C’est cette deuxième partie de leur temps de travail qui leur procure la plus grande valorisation sociale puisqu’implicitement, elle leur reconnait les compétences aussi bien en termes de contenus qu’en termes d’organisation.
Le métier d’enseignant est un métier complexe et les enseignants sont des professionnels à qui l’on peut confier la responsabilité de l’organisation de leur travail. Cette responsabilité est par ailleurs exercée sous le contrôle de l’inspection et des chefs d’établissement.
Le nombre de tâches liées à l’exercice du métier est important et leur quantification peut varier fortement d’une période à l’autre en fonction du travail mené en classe, mais aussi des évènements de la vie scolaire, de la vie des élèves et des collègues, etc. Dès lors quantifier ce travail est non seulement illusoire, mais contreproductif. C’est comme si on demandait à un chercheur de découper son travail en activités distinctes et de quantifier une fois pour toutes et pour l’ensemble de ses recherches à venir des temps précis consacrés aux différentes activités.
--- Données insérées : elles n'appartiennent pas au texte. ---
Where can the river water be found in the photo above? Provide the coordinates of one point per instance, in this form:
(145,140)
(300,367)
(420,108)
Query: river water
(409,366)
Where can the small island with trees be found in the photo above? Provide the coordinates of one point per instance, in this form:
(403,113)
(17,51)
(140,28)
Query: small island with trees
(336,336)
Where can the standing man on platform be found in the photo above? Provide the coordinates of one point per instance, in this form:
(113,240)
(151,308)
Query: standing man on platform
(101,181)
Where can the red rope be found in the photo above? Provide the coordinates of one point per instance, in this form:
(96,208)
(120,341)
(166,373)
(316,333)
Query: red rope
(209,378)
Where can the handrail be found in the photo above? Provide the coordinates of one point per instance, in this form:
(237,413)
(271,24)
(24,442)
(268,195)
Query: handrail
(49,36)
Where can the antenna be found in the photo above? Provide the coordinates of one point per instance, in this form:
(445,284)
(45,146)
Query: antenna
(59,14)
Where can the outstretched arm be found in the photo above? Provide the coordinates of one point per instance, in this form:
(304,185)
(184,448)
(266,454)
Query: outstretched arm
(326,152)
En heures/semaine, beaucoup d’enseignants prestent plus que 36/38h semaine. Ceux qui parviennent à limiter leur travail hebdomadaire à 36 h ou qui en font moins doivent renoncer à certaines tâches pourtant nécessaires ou ajuster la qualité de leur travail au temps disponible. Nombre d’enseignants, par conscience professionnelle, n’y parviennent pas, ce qu’ils vivent difficilement.
C’est en organisant ce travail ensemble, en équipe et de manière autonome que les enseignants pourront se libérer de ce sentiment permanent d’en faire trop et de ne pas obtenir de résultat satisfaisant.
Lâcher de pigeons
politisés ?
Les enseignants travaillent déjà sur base volontaire en dehors des heures scolaires — le soir, le WE et pendant les congés scolaires —, simplement parce que les journées de travail sont trop courtes — temps de cours + fourches à l’école (celles-ci étant inutilisables pour un travail de concentration et servant aussi souvent de sas de décompression entre deux périodes de cours) — et parce que, à certaines périodes de l’année, la quantité de travail à effectuer est trop importante. Ce travail est tantôt individuel, tantôt collectif (petits groupes de collègues par affinités).
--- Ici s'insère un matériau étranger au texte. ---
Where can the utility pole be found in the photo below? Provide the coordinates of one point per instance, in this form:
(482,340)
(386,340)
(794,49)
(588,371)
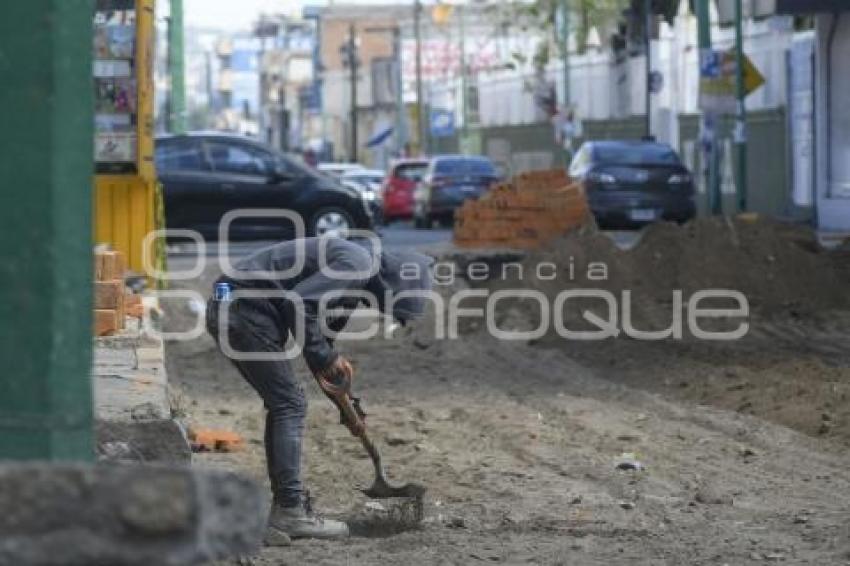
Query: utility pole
(741,115)
(420,102)
(708,127)
(565,49)
(398,84)
(647,8)
(401,122)
(464,72)
(351,52)
(45,323)
(176,70)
Pour que le travail collaboratif prenne réellement de l’ampleur, il ne faut pas légiférer sur du temps contraint en plus à prester, mais sur les conditions d’organisation, de formation, de responsabilité qui permettront qu’il s’implante réellement dans les pratiques. Et il n’est pas indispensable que 100 % des enseignants soient présents tout le temps.
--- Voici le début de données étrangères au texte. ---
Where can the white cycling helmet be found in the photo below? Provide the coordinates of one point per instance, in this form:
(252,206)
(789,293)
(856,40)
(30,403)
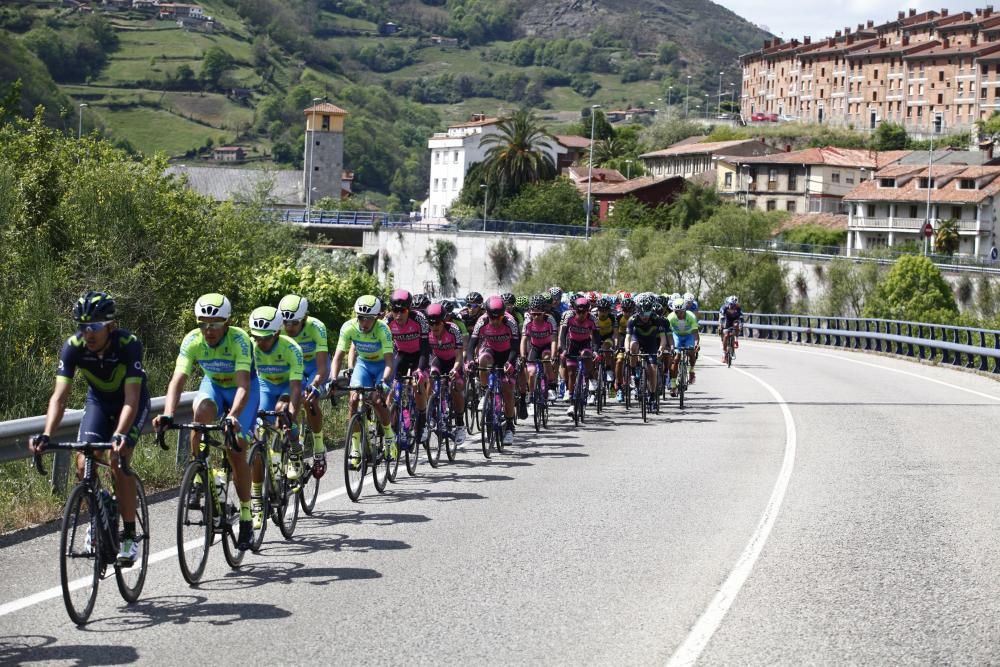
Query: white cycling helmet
(213,305)
(293,308)
(265,321)
(368,305)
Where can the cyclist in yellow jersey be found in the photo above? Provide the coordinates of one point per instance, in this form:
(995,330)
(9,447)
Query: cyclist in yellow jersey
(224,354)
(372,341)
(311,335)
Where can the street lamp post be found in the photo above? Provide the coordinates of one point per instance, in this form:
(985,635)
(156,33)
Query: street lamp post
(687,96)
(590,167)
(486,199)
(312,149)
(79,129)
(718,101)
Fonder la dynamique du changement sur la mobilisation des équipes pédagogiques et de leurs compétences, c’est se donner une chance de faire évoluer nos pratiques et de renforcer les apprentissages des élèves. Le développement du travail collaboratif au sein des équipes éducatives, sur base des principes énoncés ci-dessus, est en mesure de créer les conditions favorables à l’organisation, à l’intérieur de l’établissement, de lieux et de temps qui rendent possible la réflexion pédagogique sur nos pratiques.
Les instances régulatrices, les directions et les chercheurs pourraient ainsi devenir, non pas des prescripteurs d’injonctions, mais des partenaires qui accompagnent cette pratique réflexive et la consolident au niveau du système scolaire. Les enseignants, comme tout autre profession, ont besoin de regards extérieurs, d’analyses et de données issues de la recherche.
Mais pour cela, il va falloir se mobiliser sur autre chose que la simple défense du statut… quo.